The crowd filed past a sleek bar serving drinks, some carrying Palestinian flags and flyers that read, “9-11: Do You Believe? Or Do You Question?” Some said they had come to the author Christopher Bollyn for answers.
“The Zionist war agenda waged by the U.S. was the primary reason for 9/11,” Bollyn told the crowd at the Brooklyn Commons, a “movement building space” in the gentrifying Boerum Hill neighborhood. Bollyn led the audience through a plodding, footnoted slide show which lasted more than two hours.
Inside, Bollyn made his way through his talk, showing what he believes are patterns showing that Israelis and Zionist Jews have been key people at every point in the 9/11 story.
“When you look at the 9/11 crime, the creation and promotion of the war on terror and the cover up — the key people are Zionist or Israelis,” he said earlier. “Why are these high-level American Zionist and Israelis covering up the crime?”
To be clear, Chris Bollyn isn’t just a conspiracy theorist or even just a Holocaust revisionist. He’s an actual neo-Nazi:
Bollyn has also written numerous other articles on his website that accuse Jews of controlling the media and government. Bollyn has attended Holocaust denial conferences in the U.S. and one in Russia in 2002. He is a former writer for the anti-Semitic conspiracy-oriented newspaper American Free Press and its predecessor, The Spotlight, both published by anti-Semite and Holocaust denier Willis Carto. American Free Press fired Bollyn in 2006, after accusing him of submitting false stories and of disloyalty to the paper.

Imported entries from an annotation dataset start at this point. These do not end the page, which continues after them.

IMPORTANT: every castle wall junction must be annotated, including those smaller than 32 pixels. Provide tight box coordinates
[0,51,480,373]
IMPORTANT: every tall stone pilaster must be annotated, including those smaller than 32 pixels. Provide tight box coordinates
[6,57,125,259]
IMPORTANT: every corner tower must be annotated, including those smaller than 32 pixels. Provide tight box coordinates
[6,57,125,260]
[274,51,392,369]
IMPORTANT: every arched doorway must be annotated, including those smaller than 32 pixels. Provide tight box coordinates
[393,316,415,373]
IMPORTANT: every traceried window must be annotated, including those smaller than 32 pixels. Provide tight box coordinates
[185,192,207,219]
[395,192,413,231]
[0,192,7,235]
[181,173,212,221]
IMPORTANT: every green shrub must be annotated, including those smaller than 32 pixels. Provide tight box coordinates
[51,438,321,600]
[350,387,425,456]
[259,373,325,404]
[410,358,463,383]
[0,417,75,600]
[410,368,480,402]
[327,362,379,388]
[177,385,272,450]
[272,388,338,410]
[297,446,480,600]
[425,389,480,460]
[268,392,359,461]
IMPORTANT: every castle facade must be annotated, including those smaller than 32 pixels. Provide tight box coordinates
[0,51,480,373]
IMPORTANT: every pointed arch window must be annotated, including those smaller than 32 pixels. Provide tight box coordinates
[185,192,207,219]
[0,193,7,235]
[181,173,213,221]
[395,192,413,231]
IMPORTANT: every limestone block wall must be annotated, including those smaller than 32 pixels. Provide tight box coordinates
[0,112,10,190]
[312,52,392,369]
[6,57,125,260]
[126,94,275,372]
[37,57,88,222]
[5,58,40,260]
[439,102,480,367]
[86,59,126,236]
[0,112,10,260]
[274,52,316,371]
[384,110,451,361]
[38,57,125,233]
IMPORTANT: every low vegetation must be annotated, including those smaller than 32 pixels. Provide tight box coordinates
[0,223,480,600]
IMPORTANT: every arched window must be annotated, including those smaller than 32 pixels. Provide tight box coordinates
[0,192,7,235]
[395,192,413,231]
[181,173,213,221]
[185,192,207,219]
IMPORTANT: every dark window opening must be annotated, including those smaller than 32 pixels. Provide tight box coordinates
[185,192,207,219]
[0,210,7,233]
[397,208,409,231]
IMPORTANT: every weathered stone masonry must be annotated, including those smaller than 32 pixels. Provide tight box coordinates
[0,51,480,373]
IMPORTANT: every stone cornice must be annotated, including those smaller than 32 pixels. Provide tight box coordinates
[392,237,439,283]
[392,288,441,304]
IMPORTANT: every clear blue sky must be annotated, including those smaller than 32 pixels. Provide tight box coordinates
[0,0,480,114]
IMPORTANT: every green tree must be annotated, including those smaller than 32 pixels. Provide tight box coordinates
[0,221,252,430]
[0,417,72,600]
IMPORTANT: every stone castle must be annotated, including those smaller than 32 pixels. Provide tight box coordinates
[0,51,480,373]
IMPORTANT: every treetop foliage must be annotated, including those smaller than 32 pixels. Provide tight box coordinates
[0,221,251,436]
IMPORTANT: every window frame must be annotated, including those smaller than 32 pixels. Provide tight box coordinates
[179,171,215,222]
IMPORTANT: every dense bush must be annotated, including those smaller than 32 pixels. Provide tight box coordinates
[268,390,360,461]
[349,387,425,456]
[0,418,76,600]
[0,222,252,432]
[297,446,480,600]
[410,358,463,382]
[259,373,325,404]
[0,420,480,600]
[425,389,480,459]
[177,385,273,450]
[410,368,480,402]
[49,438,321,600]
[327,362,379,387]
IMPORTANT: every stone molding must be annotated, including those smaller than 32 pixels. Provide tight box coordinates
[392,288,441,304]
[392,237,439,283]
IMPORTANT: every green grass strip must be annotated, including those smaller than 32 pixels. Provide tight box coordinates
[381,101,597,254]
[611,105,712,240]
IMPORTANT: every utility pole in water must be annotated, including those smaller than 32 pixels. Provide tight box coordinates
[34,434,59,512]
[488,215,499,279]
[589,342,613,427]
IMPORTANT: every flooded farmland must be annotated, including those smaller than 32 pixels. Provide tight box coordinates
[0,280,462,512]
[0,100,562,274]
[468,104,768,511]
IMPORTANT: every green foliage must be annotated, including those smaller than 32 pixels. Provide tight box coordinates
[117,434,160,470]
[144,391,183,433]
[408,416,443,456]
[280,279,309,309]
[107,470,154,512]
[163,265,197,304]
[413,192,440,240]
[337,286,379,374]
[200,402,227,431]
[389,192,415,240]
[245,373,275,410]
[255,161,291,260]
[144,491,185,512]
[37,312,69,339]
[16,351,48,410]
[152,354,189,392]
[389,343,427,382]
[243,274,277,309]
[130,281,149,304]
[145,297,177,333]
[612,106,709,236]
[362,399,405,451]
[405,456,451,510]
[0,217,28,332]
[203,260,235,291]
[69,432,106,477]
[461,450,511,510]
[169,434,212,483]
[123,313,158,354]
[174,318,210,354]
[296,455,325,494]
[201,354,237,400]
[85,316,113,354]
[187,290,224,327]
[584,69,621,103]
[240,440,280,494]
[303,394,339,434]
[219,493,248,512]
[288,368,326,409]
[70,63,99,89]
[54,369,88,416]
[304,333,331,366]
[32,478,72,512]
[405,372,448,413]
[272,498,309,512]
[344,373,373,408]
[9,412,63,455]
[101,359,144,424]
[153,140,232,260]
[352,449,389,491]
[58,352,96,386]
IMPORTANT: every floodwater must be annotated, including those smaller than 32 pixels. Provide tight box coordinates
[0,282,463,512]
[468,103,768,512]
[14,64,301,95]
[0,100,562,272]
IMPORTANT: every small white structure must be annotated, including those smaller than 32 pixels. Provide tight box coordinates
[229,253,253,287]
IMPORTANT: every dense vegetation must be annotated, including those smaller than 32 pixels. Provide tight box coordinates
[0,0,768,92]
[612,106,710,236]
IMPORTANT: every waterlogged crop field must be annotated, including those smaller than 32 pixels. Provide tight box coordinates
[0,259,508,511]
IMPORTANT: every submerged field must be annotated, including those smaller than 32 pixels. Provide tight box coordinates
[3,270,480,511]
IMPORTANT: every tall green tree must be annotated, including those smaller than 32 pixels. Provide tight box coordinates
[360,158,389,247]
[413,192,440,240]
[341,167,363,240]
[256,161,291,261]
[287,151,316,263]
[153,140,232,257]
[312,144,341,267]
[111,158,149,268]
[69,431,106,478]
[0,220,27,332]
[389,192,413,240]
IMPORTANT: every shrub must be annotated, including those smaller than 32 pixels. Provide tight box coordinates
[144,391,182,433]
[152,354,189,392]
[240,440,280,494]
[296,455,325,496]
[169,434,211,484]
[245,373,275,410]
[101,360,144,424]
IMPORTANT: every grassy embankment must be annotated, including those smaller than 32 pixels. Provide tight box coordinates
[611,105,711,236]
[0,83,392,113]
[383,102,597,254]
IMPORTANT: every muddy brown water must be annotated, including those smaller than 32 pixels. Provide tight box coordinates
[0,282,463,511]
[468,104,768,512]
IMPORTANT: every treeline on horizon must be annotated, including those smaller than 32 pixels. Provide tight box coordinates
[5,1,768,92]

Chris Bollyn was too crazy for Willis Carto, but he’s acceptable for the Brooklyn Commons. Several progressive activists protested his appearance, but the founder doesn’t see what the big deal is all about:
Jews for Racial and Economic Justice, Jewish Voice for Peace and IfNotNow each issued individual statements calling on the Commons to pull the speaker. But Melissa Ennen, who founded the space in 2010, stuck by the decision to host Bollyn, saying the Commons was never meant to be a “cozy space” only for progressives.
Let’s see the Young Republicans try to book space at the Commons, then. Mind you, in 2016, Bollyn might have received a warm reception from them, too.